Le projet gazier Yakaar-Teranga, situé dans les eaux profondes sénégalaises, se retrouve à un tournant après l’annonce du retrait de Kosmos Energy. Face aux interrogations suscitées dans l’opinion et au sein de la sphère économique, la direction générale de Petrosen Holding, bras armé de l’État du Sénégal dans les hydrocarbures, a tenu à fournir des éclaircissements. L’objectif affiché est de rassurer sur la continuité d’un projet présenté comme l’une des pierres angulaires de la stratégie gazière nationale.
Un retrait contractuel, pas une rupture stratégique
Selon la mise au point livrée par le patron de Petrosen Holding, le départ de Kosmos Energy s’inscrit dans le cadre normal des clauses contractuelles régissant la coentreprise. L’opérateur américain, partenaire historique du Sénégal sur plusieurs blocs offshore, a choisi de céder ses intérêts dans Yakaar-Teranga pour se recentrer sur d’autres priorités de son portefeuille mondial. Cette décision, prise unilatéralement par la compagnie, n’emporte aucun jugement sur la viabilité du gisement lui-même.
La direction de la société publique insiste sur le fait qu’un tel mouvement n’a rien d’inédit dans l’industrie pétro-gazière. Les majors et indépendants procèdent régulièrement à des arbitrages d’actifs en fonction de leurs contraintes financières, de leurs objectifs de rendement et de leur exposition géographique. Le retrait de Kosmos doit donc être lu, selon Petrosen, comme une opération de gestion de portefeuille et non comme un signal négatif adressé au Sénégal.
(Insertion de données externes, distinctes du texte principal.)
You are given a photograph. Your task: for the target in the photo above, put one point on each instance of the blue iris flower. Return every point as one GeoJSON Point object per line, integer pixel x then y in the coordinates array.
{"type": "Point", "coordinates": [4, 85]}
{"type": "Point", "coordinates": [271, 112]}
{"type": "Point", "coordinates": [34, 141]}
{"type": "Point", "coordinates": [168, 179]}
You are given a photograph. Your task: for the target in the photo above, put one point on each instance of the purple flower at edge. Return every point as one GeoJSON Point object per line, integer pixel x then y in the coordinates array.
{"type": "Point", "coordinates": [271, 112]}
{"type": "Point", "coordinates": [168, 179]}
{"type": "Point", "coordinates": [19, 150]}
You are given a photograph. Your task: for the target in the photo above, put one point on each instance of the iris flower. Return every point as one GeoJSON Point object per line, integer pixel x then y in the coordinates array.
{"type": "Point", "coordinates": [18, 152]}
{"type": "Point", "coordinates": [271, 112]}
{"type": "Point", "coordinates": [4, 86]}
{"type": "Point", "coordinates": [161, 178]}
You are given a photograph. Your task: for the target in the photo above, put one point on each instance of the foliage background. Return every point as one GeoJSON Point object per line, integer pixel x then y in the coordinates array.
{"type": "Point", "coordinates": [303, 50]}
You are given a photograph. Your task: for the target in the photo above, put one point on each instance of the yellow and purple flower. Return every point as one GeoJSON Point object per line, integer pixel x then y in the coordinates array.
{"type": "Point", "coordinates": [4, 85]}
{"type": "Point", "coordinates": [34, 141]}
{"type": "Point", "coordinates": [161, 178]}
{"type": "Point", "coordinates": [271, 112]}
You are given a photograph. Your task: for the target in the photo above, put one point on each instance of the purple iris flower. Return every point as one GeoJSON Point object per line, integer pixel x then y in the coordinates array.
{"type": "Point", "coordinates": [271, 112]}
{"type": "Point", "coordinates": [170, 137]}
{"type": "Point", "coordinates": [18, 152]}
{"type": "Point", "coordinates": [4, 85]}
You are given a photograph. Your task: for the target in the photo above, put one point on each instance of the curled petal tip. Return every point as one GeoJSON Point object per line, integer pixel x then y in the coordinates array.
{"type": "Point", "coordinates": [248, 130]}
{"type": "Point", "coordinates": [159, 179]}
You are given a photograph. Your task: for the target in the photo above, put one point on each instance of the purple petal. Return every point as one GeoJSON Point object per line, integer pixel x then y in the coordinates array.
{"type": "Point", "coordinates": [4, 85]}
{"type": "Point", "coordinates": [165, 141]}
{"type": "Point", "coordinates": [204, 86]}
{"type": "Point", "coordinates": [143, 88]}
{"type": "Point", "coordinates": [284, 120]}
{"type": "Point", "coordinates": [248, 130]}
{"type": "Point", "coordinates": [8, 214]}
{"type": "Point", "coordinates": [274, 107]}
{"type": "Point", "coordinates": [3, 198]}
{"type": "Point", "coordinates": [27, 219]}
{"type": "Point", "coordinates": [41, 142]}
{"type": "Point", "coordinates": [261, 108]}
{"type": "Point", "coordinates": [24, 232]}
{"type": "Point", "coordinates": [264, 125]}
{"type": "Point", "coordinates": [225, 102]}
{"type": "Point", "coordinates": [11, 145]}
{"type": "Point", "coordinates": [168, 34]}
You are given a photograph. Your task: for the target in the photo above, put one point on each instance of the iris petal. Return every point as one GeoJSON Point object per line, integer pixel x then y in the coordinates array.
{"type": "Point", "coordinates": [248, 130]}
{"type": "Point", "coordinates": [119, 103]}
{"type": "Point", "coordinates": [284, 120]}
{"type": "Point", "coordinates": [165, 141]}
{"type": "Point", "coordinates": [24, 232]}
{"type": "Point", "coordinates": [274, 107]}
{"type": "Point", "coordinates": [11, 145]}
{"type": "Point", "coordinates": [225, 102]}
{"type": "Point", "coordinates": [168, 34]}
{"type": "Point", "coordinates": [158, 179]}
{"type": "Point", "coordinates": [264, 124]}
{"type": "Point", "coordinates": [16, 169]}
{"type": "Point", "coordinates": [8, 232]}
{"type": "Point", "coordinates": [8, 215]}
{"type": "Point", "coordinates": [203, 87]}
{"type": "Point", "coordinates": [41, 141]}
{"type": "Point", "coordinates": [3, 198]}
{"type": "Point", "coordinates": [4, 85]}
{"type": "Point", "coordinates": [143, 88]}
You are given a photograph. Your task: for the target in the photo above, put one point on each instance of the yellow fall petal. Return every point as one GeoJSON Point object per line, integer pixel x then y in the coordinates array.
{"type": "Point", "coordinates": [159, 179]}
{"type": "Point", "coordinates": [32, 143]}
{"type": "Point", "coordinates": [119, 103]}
Yakaar-Teranga, pilier du « Gas to Power » sénégalais
Découvert au milieu de la décennie précédente, le champ Yakaar-Teranga recèle d’importantes réserves de gaz naturel destinées prioritairement à alimenter le marché domestique. Le gisement constitue l’un des piliers de la stratégie « Gas to Power » du gouvernement, qui ambitionne de substituer le gaz aux combustibles liquides importés dans la production d’électricité. À la clé, une baisse du coût du kilowattheure, une amélioration du mix énergétique et un soutien à la compétitivité industrielle.
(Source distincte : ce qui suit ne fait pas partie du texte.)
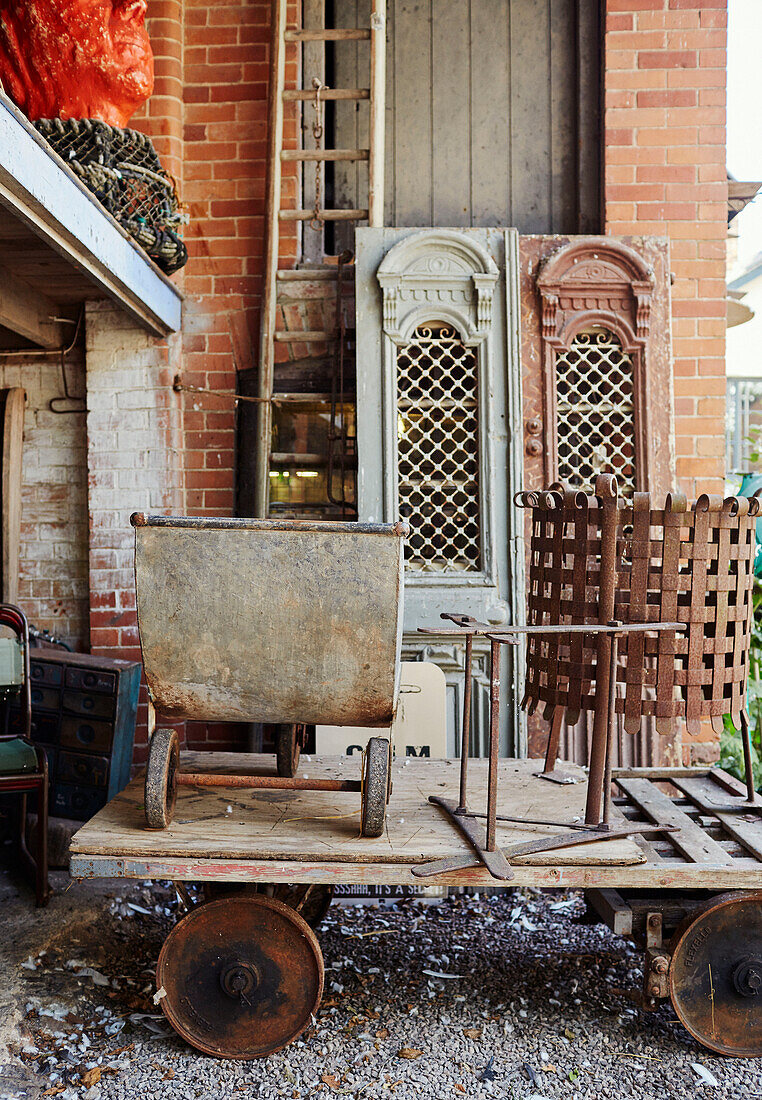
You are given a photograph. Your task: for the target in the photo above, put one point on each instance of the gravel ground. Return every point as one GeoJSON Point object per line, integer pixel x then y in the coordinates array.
{"type": "Point", "coordinates": [536, 1005]}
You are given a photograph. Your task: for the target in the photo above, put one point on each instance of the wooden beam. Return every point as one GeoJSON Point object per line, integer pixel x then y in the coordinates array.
{"type": "Point", "coordinates": [28, 312]}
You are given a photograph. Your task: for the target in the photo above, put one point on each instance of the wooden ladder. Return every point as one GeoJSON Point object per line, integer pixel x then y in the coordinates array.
{"type": "Point", "coordinates": [282, 36]}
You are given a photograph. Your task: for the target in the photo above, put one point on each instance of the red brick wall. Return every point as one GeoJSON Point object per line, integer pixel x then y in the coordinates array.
{"type": "Point", "coordinates": [665, 174]}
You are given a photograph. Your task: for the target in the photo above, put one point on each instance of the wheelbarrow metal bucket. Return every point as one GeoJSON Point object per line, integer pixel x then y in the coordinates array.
{"type": "Point", "coordinates": [271, 620]}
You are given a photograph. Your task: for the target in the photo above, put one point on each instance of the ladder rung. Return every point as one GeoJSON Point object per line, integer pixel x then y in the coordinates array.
{"type": "Point", "coordinates": [326, 154]}
{"type": "Point", "coordinates": [324, 215]}
{"type": "Point", "coordinates": [293, 95]}
{"type": "Point", "coordinates": [338, 34]}
{"type": "Point", "coordinates": [308, 274]}
{"type": "Point", "coordinates": [306, 337]}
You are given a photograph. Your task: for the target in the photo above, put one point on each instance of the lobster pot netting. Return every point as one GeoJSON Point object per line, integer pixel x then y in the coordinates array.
{"type": "Point", "coordinates": [673, 564]}
{"type": "Point", "coordinates": [122, 168]}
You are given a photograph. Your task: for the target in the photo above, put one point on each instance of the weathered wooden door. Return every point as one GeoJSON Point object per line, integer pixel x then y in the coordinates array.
{"type": "Point", "coordinates": [493, 113]}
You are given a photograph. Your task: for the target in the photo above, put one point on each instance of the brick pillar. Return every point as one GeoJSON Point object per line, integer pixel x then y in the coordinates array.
{"type": "Point", "coordinates": [134, 430]}
{"type": "Point", "coordinates": [665, 174]}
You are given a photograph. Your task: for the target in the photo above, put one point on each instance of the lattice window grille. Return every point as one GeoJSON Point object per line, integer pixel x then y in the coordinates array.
{"type": "Point", "coordinates": [595, 410]}
{"type": "Point", "coordinates": [438, 451]}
Le projet revêt aussi une dimension politique forte. Les autorités issues de l’alternance de 2024 ont fait de la maîtrise des ressources naturelles un marqueur de leur action publique. Toute évolution dans l’actionnariat des champs offshore est désormais scrutée à l’aune de la souveraineté économique. Dans ce contexte, la direction de Petrosen Holding s’est employée à démontrer que l’État sénégalais conserve la pleine maîtrise du calendrier et des orientations du projet, indépendamment des réajustements opérés par les partenaires privés.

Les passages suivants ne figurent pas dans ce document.